Je dois dire que cette « boîte noire » est en quelque sorte la boîte de Pandore de ce projet de loi sur le renseignement. Le texte ne prévoit malheureusement aucune possibilité de contrôle réel : nous n’avons aucune assurance sur la possibilité de contrôler l’algorithme, ni sur le fonctionnement des services qui utiliseront cet algorithme secret. Nous sommes là dans des dispositifs mathématiques extrêmement complexes et des dispositifs informatiques de pointe, que seuls ces services – en l’occurrence la DGSE – pourront utiliser et sauront comment utiliser. La présence d’un seul ingénieur de l’ARCEP au sein de la CNCTR et l’absence d’assurance sur les moyens qui seront donnés à la CNCTR en termes d’expertise technique ne sont évidemment pas pour nous rassurer.

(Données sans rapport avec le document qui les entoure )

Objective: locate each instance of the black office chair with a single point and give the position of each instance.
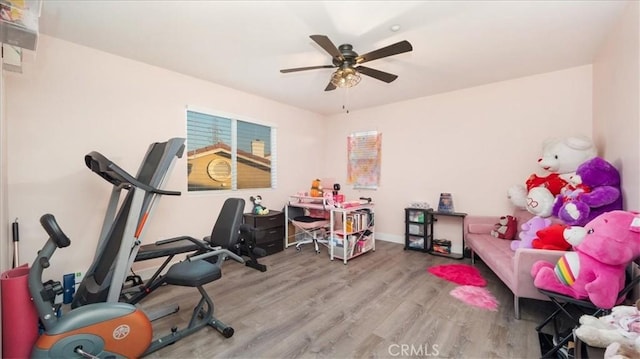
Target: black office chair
(573, 309)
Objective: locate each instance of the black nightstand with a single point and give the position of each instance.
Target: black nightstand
(269, 230)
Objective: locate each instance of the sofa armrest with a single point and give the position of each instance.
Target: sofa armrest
(479, 224)
(522, 262)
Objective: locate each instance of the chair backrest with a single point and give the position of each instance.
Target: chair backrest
(227, 228)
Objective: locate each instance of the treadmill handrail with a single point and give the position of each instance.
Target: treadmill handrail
(115, 175)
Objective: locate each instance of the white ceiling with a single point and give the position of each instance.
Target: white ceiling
(244, 44)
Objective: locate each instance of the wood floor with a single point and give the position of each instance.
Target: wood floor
(380, 305)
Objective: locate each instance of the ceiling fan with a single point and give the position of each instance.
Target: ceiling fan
(349, 62)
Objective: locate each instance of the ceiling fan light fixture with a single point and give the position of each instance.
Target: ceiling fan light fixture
(345, 77)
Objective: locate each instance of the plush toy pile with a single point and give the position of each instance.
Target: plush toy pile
(560, 159)
(593, 190)
(551, 237)
(595, 270)
(529, 231)
(506, 228)
(619, 331)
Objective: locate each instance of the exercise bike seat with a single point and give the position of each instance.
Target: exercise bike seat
(168, 247)
(193, 274)
(100, 314)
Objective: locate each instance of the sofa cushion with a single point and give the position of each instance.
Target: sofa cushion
(496, 254)
(480, 228)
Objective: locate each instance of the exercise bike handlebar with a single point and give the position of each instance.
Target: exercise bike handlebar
(49, 223)
(57, 239)
(117, 176)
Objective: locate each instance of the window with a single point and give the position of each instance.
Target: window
(224, 153)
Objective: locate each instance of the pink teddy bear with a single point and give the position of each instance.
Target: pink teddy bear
(528, 232)
(596, 268)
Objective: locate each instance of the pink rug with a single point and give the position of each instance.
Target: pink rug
(476, 296)
(462, 274)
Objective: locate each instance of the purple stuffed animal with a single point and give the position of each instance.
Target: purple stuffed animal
(528, 232)
(595, 190)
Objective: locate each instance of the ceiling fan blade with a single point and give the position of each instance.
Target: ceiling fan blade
(377, 74)
(330, 87)
(397, 48)
(328, 46)
(284, 71)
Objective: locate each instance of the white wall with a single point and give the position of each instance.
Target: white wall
(73, 100)
(616, 106)
(474, 143)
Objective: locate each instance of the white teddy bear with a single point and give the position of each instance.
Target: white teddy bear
(560, 159)
(622, 326)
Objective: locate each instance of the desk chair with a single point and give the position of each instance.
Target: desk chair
(565, 303)
(313, 229)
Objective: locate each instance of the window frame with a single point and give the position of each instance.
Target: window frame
(234, 118)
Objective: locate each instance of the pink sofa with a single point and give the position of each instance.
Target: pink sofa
(512, 267)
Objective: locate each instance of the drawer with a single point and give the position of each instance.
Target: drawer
(273, 219)
(269, 235)
(272, 247)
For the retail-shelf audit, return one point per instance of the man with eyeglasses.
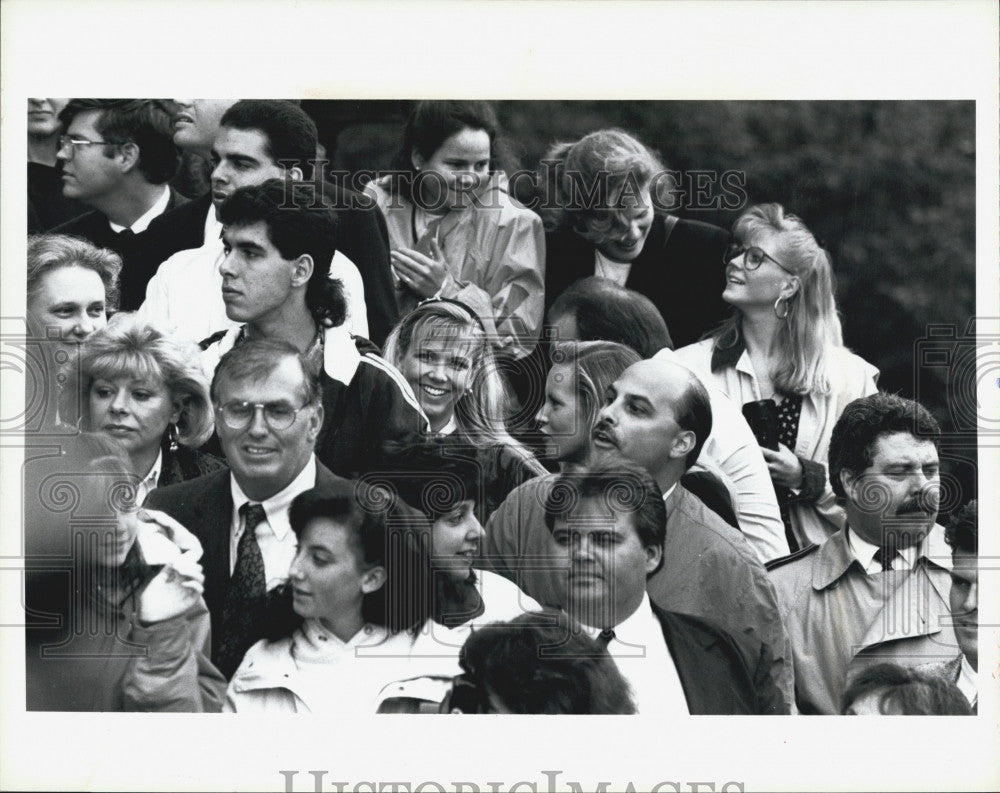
(276, 283)
(117, 157)
(269, 411)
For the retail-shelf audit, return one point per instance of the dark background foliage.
(888, 187)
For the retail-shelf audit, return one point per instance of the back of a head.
(605, 311)
(291, 134)
(147, 123)
(544, 663)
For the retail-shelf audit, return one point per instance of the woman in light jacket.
(783, 343)
(454, 230)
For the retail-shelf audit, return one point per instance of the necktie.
(241, 616)
(884, 557)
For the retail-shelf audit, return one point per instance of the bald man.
(658, 414)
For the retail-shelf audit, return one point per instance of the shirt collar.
(142, 223)
(967, 681)
(836, 556)
(276, 507)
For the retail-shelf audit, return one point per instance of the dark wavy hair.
(431, 123)
(543, 662)
(622, 486)
(907, 692)
(296, 224)
(291, 134)
(148, 123)
(864, 421)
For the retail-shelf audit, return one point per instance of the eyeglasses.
(754, 257)
(277, 415)
(70, 145)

On nous dit que l’ensemble, la masse, les pentaoctets de données qui vont transiter sur les réseaux ne seront pas des contenus de discussions et d’échanges entre les citoyens, mais uniquement des métadonnées. Or tous les chercheurs le savent, les métadonnées contiennent en fait plus d’informations sur la vie privée de nos concitoyens qu’une carte d’identité. Ce sont donc des ressources très précieuses qui seront ainsi confiées à nos services, à travers le filtre de cette « boîte noire » sur laquelle nous n’avons aucune maîtrise, donc aucune transparence démocratique.
On nous dit que ce n’est pas grave, puisque les données récoltées seront anonymes. Mais la CNIL elle-même a relevé qu’il y avait une forme de paradoxe à dire que ces données seront anonymes quand elles vont permettre d’identifier, le cas échéant, des terroristes ou des délinquants en puissance.
Qui va garantir que les lois fondamentales seront respectées dans les suites mathématiques ainsi créées par des services de renseignement habitués à exercer de manière clandestine en dehors du territoire national, qui agiront cette fois sur le territoire national, puisque – c’est l’ARCEP qui le dit – il est quasiment impossible de déterminer si une communication électronique est localisée sur le territoire national ou à l’étranger ?
Nous avons là de véritables difficultés techniques, sur lesquelles il nous faut des garanties.